The Beloved and I have shared a fundamental and critical difference in body temperature since we met. I am always hot. He is always cold. My philosophy on cold is put on a sweater. His philosophy on cold is crank the heat. My philosophy on cranking the heat is that breathing heated air dries out your nasal passages and leads to nose picking and cold catching. His philosophy on wearing a sweater is he’s not moving into Mr. Roger’s Neighborhood. It’s unmanly.

His love of heated spaces extends to the car. Whereas I am a cold start driver --start the car, scrape the windows and go – he goes out 20 minutes early, starts the car, turns up the heat as high as it will go, and leaves it running unattended. He says this is the proper way to start a cold car on a cold day. I say that’s how a cold car becomes a stolen car.

Getting in a car warmed up in this way is like climbing inside a pizza oven, and it’s even hotter when you’re already dressed for cold weather. I loosen my scarf and roll down the window, dramatically gasping for air, which officially kicks off our first fight of the commute, quickly followed by the second fight of the commute – no, we don’t have time to mail my letter or return my movie to the video store, but yes, we do have time to get his cigarettes.

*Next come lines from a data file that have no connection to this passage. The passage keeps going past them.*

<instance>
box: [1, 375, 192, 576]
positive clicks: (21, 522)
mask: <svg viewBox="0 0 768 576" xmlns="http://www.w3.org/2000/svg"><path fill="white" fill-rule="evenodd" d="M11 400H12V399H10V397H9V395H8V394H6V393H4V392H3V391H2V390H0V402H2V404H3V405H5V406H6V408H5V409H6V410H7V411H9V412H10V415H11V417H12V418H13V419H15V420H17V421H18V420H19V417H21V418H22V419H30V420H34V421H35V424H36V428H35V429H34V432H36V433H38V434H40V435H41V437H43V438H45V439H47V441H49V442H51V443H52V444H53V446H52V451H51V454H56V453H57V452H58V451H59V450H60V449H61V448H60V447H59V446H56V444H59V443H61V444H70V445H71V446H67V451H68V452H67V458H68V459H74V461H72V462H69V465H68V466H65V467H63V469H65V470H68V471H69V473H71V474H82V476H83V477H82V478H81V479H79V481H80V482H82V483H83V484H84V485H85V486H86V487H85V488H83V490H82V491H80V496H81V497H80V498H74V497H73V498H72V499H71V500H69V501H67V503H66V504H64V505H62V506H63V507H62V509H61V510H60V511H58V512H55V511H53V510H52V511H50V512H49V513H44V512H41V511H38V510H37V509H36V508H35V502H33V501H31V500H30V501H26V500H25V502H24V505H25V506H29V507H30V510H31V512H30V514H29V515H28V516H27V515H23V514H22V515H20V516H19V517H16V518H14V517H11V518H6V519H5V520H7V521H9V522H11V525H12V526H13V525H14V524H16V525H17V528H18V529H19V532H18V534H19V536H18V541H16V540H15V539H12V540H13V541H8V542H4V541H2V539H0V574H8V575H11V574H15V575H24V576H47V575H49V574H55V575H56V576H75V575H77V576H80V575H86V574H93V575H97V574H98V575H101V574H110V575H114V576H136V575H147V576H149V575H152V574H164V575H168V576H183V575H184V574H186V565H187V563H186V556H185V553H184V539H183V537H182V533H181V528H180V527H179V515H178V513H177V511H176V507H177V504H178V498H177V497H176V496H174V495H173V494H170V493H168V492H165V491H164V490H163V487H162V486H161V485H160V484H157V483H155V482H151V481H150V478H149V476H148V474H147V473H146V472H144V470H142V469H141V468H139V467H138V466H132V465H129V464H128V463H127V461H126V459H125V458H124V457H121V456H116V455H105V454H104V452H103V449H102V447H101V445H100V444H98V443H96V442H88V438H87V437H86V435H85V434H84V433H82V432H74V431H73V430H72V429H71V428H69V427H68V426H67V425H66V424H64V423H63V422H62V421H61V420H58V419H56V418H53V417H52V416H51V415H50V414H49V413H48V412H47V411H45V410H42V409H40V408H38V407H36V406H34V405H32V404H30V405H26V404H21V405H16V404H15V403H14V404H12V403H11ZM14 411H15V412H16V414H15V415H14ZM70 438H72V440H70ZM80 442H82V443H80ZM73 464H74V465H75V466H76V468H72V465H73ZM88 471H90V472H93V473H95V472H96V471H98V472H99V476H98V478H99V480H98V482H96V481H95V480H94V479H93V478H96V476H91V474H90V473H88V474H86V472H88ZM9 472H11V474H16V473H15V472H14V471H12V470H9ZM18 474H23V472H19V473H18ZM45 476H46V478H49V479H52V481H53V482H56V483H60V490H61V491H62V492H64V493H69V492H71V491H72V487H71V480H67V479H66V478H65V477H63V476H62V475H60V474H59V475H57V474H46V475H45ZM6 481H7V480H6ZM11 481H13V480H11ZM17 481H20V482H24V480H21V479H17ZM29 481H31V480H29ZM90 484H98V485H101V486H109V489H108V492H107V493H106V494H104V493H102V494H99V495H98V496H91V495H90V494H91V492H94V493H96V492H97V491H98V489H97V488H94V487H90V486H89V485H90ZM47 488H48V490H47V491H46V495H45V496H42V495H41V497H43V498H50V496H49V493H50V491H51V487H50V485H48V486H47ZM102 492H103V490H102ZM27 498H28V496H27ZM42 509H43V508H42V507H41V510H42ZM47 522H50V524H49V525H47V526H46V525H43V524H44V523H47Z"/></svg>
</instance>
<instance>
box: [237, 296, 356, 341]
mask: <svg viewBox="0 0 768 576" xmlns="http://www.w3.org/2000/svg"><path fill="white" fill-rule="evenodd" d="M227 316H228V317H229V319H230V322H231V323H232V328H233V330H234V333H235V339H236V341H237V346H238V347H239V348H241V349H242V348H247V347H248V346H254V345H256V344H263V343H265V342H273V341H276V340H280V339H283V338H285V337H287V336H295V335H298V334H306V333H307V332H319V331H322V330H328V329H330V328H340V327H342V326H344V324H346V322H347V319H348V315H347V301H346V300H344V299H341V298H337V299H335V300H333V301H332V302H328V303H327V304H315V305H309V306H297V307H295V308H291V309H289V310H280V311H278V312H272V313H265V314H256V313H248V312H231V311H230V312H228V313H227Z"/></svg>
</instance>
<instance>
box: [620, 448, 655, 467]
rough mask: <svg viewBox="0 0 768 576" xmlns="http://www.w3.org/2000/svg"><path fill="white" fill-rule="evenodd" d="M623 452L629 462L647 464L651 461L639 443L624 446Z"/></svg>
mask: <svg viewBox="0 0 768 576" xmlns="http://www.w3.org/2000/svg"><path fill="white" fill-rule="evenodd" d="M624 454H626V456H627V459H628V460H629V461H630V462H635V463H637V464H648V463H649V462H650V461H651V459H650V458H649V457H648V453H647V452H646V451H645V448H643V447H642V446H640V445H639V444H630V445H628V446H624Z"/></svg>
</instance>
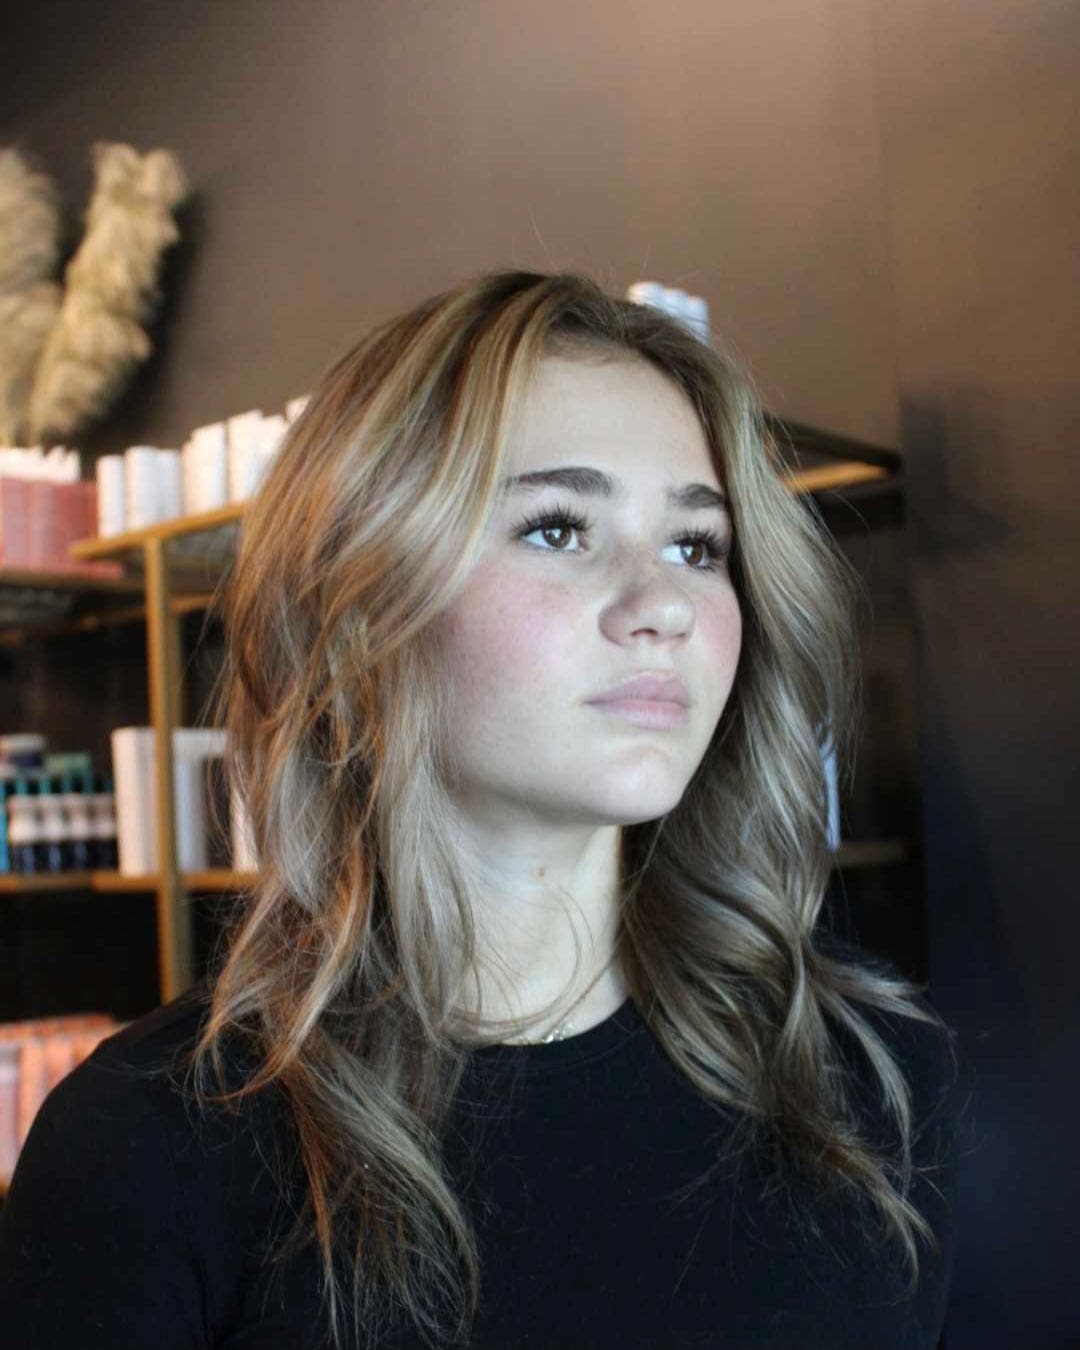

The merge onto the highway begins the third fight of the commute, namely why do men drive so aggressively? Why can’t they all just get along? If another driver offends you, turn the other cheek. But no, the Beloved’s world is divided into the Beloved vs. Everybody Else and Everybody Else is a dumb ass, which, if you are behind a steering wheel, is pronounced, DUMBASS!!!!

The dumb asses maneuver dangerously to get one car ahead, causing the Beloved to feel the need to speed up on their dumb ass, one-car-ahead tail so he can gesticulate at them. Dumb asses slowing down to dial their cell phones must be verbally abused and passed.

If I was a contestant on “Fear Factor,” the most terrifying thing they could do is make me drive a stretch of highway surrounded by an auto carrier, a cement truck, a flatbed truck hauling logs and an oversized motor home driven by undersized senior citizens. When I see any of them on the road, I fall way back, leaving plenty of room to make defensive maneuvers when the other vehicle rolls over or loses its cargo. The Beloved speeds up to pass them…on a curve.

By the time we arrive at my office, I am quivering, stressed out and disoriented by my life flashing repeatedly before my face.

When we were commuting separately, the Beloved would arrive home first in the afternoon and quickly anesthetize himself with back to back episodes of Judge Joe Brown where, no matter what kind of bad day you had, these people are having a worse one. By the time I got home, he was over his bad day and hiding in the garage so he wouldn’t have to hear about my bad day.

Commuting together, we’re like two Japanese fighting fish sharing a bowl. Our competing bad day complaints are spit into the overheated air of the car while we chase dumb asses down the highway in the gathering dusk. I start imagining my marriage is a disaster, but then I remember it’s only my foot and as soon as I can drive again, like The Prophet says, that big necessary space in our togetherness will return.